Descartes’ statement, “I think, therefore I am”, is not necessarily true. Because “I” may be reflecting other people’s thoughts. and void of intelligence myself, like a mindless parrot or anything capable of echoing.
What is Perception
The Latin root for perception means literally to take in, grasp. The Epicureans and Aristotle argue that sense-perception implies change in the recipient. If there is no change, there is nothing grasped, and no perception.
Plotinus endeavors to reconcile this argument with the Platonic conception of soul as immutable by positing an intermediary, namely, the living being, which is the product of the soul’s formative power upon the body.
“Soul’s power of perception need not be immediate grasping of sense-objects, but rather it must [discern] the impressions produced by sensation on the living being; these are already intelligible entities. So external sensation is the image of this perception of the soul, which is in its essence truer and is a contemplation of forms alone without being affected.”

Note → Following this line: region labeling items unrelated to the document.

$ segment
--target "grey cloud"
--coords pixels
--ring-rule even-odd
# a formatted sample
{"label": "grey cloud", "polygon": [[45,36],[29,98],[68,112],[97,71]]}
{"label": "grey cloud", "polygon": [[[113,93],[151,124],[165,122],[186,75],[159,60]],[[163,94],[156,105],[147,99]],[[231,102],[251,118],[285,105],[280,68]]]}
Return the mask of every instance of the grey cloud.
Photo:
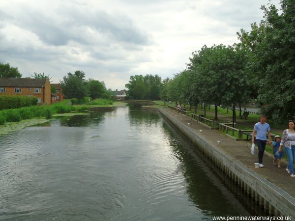
{"label": "grey cloud", "polygon": [[[35,33],[46,44],[65,45],[70,40],[84,44],[104,42],[125,42],[130,44],[147,45],[150,37],[134,25],[125,15],[112,15],[103,10],[88,11],[75,6],[61,7],[55,14],[46,15],[26,7],[21,14],[14,17],[4,14],[3,20]],[[94,33],[88,31],[92,29]],[[99,34],[102,39],[95,36]],[[89,37],[90,37],[89,38]]]}
{"label": "grey cloud", "polygon": [[239,29],[254,22],[259,22],[262,19],[260,4],[257,1],[239,1],[226,0],[220,5],[208,2],[208,7],[201,12],[204,16],[218,20]]}

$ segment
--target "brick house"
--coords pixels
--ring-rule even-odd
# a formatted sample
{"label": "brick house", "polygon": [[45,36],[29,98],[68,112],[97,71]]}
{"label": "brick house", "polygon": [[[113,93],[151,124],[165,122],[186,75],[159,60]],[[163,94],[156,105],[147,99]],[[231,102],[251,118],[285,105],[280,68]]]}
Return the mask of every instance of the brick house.
{"label": "brick house", "polygon": [[48,79],[0,78],[0,96],[33,96],[38,103],[50,105],[51,87]]}
{"label": "brick house", "polygon": [[[50,86],[54,87],[56,90],[56,92],[55,94],[52,94],[52,103],[63,101],[63,96],[62,95],[61,88],[60,88],[60,84],[59,83],[51,83]],[[55,97],[55,98],[53,98],[53,97]],[[52,102],[53,99],[54,99],[54,102]]]}

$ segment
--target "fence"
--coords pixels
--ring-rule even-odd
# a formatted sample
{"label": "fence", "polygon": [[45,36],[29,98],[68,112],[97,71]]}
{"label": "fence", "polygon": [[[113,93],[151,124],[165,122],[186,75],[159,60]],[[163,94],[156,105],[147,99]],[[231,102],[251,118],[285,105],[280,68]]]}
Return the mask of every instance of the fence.
{"label": "fence", "polygon": [[186,115],[186,116],[188,116],[188,112],[185,110],[183,110],[181,109],[178,109],[177,108],[174,108],[171,106],[168,106],[170,109],[173,110],[175,110],[176,111],[178,112],[178,113],[180,113],[182,114]]}
{"label": "fence", "polygon": [[[210,105],[210,107],[211,108],[214,108],[215,106],[213,105]],[[226,109],[229,109],[229,110],[232,110],[232,108],[229,108],[228,109],[227,108],[222,108],[221,106],[218,106],[218,108],[222,108],[222,109],[224,110],[226,110]],[[239,108],[235,108],[235,110],[236,110],[236,111],[238,111],[239,112]],[[250,113],[253,113],[254,114],[259,114],[259,112],[260,112],[260,110],[258,110],[257,111],[251,111],[250,110],[247,110],[247,108],[243,108],[243,109],[241,109],[241,114],[242,113],[242,112],[244,112],[244,111],[247,111],[247,112],[249,112]]]}

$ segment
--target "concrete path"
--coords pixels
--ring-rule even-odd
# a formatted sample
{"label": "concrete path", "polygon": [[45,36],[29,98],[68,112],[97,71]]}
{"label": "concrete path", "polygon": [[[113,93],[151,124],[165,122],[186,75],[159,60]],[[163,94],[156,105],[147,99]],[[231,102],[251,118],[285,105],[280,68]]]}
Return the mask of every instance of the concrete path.
{"label": "concrete path", "polygon": [[[222,134],[218,130],[210,130],[188,116],[168,108],[164,109],[164,110],[174,118],[187,124],[196,133],[201,133],[201,135],[209,142],[216,145],[249,169],[281,188],[293,197],[295,196],[295,178],[291,178],[290,174],[287,172],[285,170],[285,164],[283,164],[281,168],[278,168],[277,166],[272,165],[272,156],[265,153],[263,164],[266,167],[255,168],[254,163],[258,161],[258,152],[257,149],[255,149],[254,155],[250,154],[251,141],[235,140]],[[220,144],[217,144],[217,140],[221,141]]]}

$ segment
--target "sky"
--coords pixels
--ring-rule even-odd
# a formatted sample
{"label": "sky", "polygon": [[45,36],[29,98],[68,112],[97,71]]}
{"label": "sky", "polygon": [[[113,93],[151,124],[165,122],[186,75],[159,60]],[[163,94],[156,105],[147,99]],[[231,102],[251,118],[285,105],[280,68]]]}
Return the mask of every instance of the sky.
{"label": "sky", "polygon": [[69,72],[125,88],[131,75],[172,78],[204,45],[232,45],[279,0],[0,0],[0,63],[23,78]]}

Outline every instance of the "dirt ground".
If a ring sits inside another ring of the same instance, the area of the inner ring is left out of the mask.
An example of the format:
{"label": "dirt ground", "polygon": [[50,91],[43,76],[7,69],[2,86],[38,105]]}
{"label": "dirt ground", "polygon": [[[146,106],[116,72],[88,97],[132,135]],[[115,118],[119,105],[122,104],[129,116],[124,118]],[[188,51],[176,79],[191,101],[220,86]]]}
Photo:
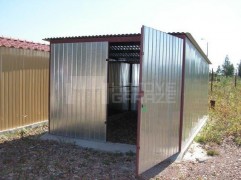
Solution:
{"label": "dirt ground", "polygon": [[235,145],[232,137],[225,139],[220,146],[206,145],[206,149],[215,150],[219,155],[205,161],[173,163],[152,179],[241,179],[241,148]]}
{"label": "dirt ground", "polygon": [[[42,141],[47,126],[0,135],[0,179],[137,179],[135,154],[111,154]],[[218,156],[173,163],[152,179],[241,179],[241,150],[226,139]]]}

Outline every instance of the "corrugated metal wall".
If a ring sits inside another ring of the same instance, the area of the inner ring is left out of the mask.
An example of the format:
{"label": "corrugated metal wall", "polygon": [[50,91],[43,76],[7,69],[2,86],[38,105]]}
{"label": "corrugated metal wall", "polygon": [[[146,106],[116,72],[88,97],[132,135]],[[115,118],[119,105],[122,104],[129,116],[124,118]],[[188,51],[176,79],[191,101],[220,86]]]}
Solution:
{"label": "corrugated metal wall", "polygon": [[186,38],[182,147],[208,111],[209,65]]}
{"label": "corrugated metal wall", "polygon": [[132,64],[131,110],[137,111],[139,93],[140,64]]}
{"label": "corrugated metal wall", "polygon": [[50,133],[106,140],[107,42],[51,45]]}
{"label": "corrugated metal wall", "polygon": [[178,152],[183,40],[144,27],[138,173]]}
{"label": "corrugated metal wall", "polygon": [[108,99],[110,109],[120,111],[137,110],[139,69],[139,64],[109,62]]}
{"label": "corrugated metal wall", "polygon": [[0,47],[0,131],[48,120],[49,52]]}

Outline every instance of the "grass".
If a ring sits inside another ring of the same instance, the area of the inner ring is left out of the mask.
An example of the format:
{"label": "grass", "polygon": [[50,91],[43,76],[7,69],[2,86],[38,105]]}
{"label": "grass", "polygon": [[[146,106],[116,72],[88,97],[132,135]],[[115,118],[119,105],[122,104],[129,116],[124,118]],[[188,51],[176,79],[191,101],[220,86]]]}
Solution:
{"label": "grass", "polygon": [[234,78],[222,77],[213,83],[209,100],[215,100],[215,108],[209,109],[209,120],[202,132],[195,138],[199,143],[221,144],[225,137],[232,136],[241,145],[241,79],[234,87]]}

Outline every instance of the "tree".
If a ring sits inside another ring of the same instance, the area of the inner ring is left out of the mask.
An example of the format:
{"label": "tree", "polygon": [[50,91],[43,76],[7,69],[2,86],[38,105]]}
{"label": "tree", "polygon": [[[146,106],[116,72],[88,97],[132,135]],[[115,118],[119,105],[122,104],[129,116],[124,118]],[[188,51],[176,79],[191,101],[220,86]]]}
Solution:
{"label": "tree", "polygon": [[223,74],[228,77],[228,76],[233,76],[234,73],[234,66],[233,64],[230,62],[228,55],[225,57],[224,63],[222,65],[222,72]]}
{"label": "tree", "polygon": [[221,75],[221,74],[222,74],[222,70],[221,70],[221,67],[220,67],[220,66],[218,66],[217,71],[216,71],[216,74],[217,74],[217,75]]}
{"label": "tree", "polygon": [[238,64],[238,76],[241,77],[241,60]]}

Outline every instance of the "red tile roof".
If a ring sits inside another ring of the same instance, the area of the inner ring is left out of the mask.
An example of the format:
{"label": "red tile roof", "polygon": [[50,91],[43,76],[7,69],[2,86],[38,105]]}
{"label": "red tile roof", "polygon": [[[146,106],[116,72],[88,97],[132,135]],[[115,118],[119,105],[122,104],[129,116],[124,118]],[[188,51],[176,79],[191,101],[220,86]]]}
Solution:
{"label": "red tile roof", "polygon": [[38,51],[49,51],[49,45],[34,43],[13,38],[0,37],[0,47],[13,47],[19,49],[31,49]]}

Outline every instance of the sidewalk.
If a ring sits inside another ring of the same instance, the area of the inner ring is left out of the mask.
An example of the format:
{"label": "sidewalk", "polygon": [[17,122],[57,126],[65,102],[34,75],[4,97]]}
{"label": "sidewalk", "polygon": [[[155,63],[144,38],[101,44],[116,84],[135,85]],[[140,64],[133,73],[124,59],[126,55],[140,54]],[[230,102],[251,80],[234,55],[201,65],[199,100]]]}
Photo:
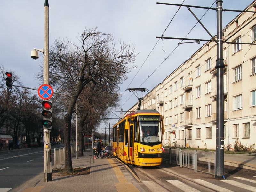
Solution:
{"label": "sidewalk", "polygon": [[224,164],[256,170],[256,156],[250,156],[248,153],[224,154]]}
{"label": "sidewalk", "polygon": [[[84,153],[84,155],[91,155],[92,152]],[[72,158],[72,164],[73,168],[91,167],[90,175],[52,177],[51,182],[44,183],[42,173],[26,183],[18,191],[145,191],[138,184],[137,176],[115,158],[75,157]],[[64,165],[58,167],[63,168]]]}

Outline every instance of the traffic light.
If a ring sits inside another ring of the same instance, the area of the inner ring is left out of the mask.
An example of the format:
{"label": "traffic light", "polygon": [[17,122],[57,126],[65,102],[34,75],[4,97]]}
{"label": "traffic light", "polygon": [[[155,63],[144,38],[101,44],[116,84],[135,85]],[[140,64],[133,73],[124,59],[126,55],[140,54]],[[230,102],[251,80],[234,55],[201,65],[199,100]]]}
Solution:
{"label": "traffic light", "polygon": [[42,114],[44,116],[42,124],[44,129],[51,129],[52,126],[52,102],[50,101],[43,101],[42,105],[44,108]]}
{"label": "traffic light", "polygon": [[7,77],[5,78],[6,81],[6,85],[7,89],[12,89],[12,73],[6,72],[5,75]]}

The sensible objects are images of intelligible forms, which reside in the realm of the soul, therefore the soul “perceives” the sensible objects, not by reaching out and grasping, but by recollecting itself and contemplating the forms within.
What is Beauty
The things in this world are beautiful by participating in form. Beauty of the body is one kind, and beauty of the soul is another and higher. The soul delights in beautiful things, but much more in virtuous souls, because they are kindred to the beauty within itself. It is a competent judge of beauty, because it has the standard of beauty, the intelligible form, within. The way to Beauty is not through the senses, chasing after shadows of images of beauty, like a man who grasps for a beautiful reflection on water and sinks to the bottom. Only the beautiful can see beauty, and only the pure in soul can see Goodness. Absolute Beauty and Absolute Goodness are one and the same for God, from whom come beauty, goodness and all that belong to real beings.